I don't think I'm alone in loving the humor of Gracie Allen based on the laughs we heard in class. It's kind of the extreme logic deadpan that the a situation without falling into the rules of social situations. However, I'm not sure I can thus follow Patricia Mellencamp's argument where "Gracie is blatantly dominated not only by George's looks at the camera and directed monologues of the audiences..." (85). Mellencamp's argument is a bit of an extension of the Newcom/Hirsch and Gitlin debate last week, where she sides with Gitlin's argument by seeing the possibly transgressive act (Gracie's humor) as codified and contained by George's role in the show. So to challenge this idea would be the fact that Gracie makes her jokes in the first place is what matters, even if she never leaves the (very artificial, as Lynn Spigel notes) the diegesis that is the home.

Does Gracie ever become contained? Lucy is often thwarted in her plans—Gracie always gets what she wants. She just isn't aware of the mountains moving around her. In the episode, Gracie comes to her own decision to end her checking account. When she speeds, she befuddles the cop so much that he cannot give her a ticket. She moves to the front of the line at the bank in the monologue she tells by being "a crazy woman," only to voluntarily put herself in the back of the line. The obliviousness of Gracie of her own actions thus perhaps mirrors her obliviousness to the audience—if Gracie reveals her own awareness to being a character, does the joke work? 


Thinking about Gracie's verbal transgressions of society, I naturally turned toward Bakhtin's theory of the carnivalesque (a quick summary: societies with strong hierarchies always have a day in which all social order is erased and eccentric, sacrilegious humor rules the day. While made as a release so society could restrain itself the rest of the year, it was in these spaces where cultural and political revolution could begin). Could Gracie be seen as transgressive because of the way she follows her own logic? Is she simply the carnival—the necessary expression of subversive society? Mellencamp does concede, "Humor might have been women's weapon and tactic of survival, ensuring sanity, the triumph of the ego, and pleasure" (94). But to return to the television codes that prompted this, perhaps the fact Gracie slides in and out without needing to break the fourth wall is what makes her transgressive. Any containment is done by her own free will. George might contain her humor, but he certainly never contains her.

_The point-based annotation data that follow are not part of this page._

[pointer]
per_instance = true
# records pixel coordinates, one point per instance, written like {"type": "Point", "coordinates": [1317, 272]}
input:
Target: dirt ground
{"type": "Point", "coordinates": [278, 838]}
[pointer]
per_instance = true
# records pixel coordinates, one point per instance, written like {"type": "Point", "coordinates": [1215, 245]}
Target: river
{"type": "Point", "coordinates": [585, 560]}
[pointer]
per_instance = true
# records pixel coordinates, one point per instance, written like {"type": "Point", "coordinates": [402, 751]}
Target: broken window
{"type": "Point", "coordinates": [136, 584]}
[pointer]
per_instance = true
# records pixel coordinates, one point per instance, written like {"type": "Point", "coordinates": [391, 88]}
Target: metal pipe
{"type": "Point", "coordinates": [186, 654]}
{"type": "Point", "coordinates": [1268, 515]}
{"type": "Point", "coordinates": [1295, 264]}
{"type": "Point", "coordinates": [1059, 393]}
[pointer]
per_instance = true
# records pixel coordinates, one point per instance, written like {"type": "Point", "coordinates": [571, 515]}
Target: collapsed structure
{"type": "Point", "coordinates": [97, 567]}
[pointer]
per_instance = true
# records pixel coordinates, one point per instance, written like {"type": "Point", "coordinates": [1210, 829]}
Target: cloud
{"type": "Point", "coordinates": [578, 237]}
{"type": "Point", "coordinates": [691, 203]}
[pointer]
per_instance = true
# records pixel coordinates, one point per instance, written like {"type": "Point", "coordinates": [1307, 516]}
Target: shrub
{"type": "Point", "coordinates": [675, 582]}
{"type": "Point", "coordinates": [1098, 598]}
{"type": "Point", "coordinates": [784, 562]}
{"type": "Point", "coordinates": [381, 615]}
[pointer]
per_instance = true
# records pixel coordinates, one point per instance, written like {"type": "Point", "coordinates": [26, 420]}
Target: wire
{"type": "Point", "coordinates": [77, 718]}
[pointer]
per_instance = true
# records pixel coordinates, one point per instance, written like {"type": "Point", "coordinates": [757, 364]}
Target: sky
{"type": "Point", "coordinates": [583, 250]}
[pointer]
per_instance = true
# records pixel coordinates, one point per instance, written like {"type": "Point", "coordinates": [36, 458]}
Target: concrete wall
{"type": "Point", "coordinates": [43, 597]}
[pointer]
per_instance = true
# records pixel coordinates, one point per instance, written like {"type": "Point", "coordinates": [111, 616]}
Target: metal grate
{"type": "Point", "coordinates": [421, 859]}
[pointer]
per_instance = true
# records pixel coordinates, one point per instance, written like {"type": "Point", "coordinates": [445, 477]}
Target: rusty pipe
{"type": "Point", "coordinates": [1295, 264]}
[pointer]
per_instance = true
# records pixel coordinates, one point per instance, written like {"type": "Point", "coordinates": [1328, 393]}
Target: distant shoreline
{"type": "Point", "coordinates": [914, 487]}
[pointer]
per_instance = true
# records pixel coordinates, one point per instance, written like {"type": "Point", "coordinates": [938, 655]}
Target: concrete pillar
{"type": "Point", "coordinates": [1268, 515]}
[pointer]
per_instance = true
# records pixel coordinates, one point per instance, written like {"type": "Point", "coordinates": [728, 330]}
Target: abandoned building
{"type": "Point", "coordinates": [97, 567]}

This all makes me want to run down the history of transforming vaudeville comedy into narrative films that fit the genteel tradition as Steve Neale and Frank Krutnik discuss, which could easily be applied to Burns/Allen's integration into a number of Paramount movies in the 1930s, but it brings me to a larger point: how do vaudeville acts become "contained" by television narrative, which if we assume the Modelski model, privileges the segment/interruption model, and does that truly "contain" the humor? Or does the introduction of the desire of transgressive humor thus create the space for the N/H forum of ideas?

1 comment:

  1. The carnivalesque is a great lens through which to approach Gracie, though I wonder if it doesn't also prove Mellencamp's point, Peter. She functions as a revolutionary, mostly against language (taking meanings of words literally rather than idiomatically) and behavior (as with the cop and not getting a ticket). But her micro-revolution is constantly tamped down by George's desperate or dismissive looks to the camera suggesting she's kooky/eccentric.

    George functions as the hegemonic structure of society, the law and order and capitalistic commerce. You're totally right that the fact she makes these jokes at all is important, but she does not spin off into her own world of logic and morals. She has to return the real estate listings and does end up at the back of the line in the end. She is dominated by her role as a wife in the 1950s and despite efforts to fight against it, George generally gets the final word—inasmuch as he's a man and gets any word at all.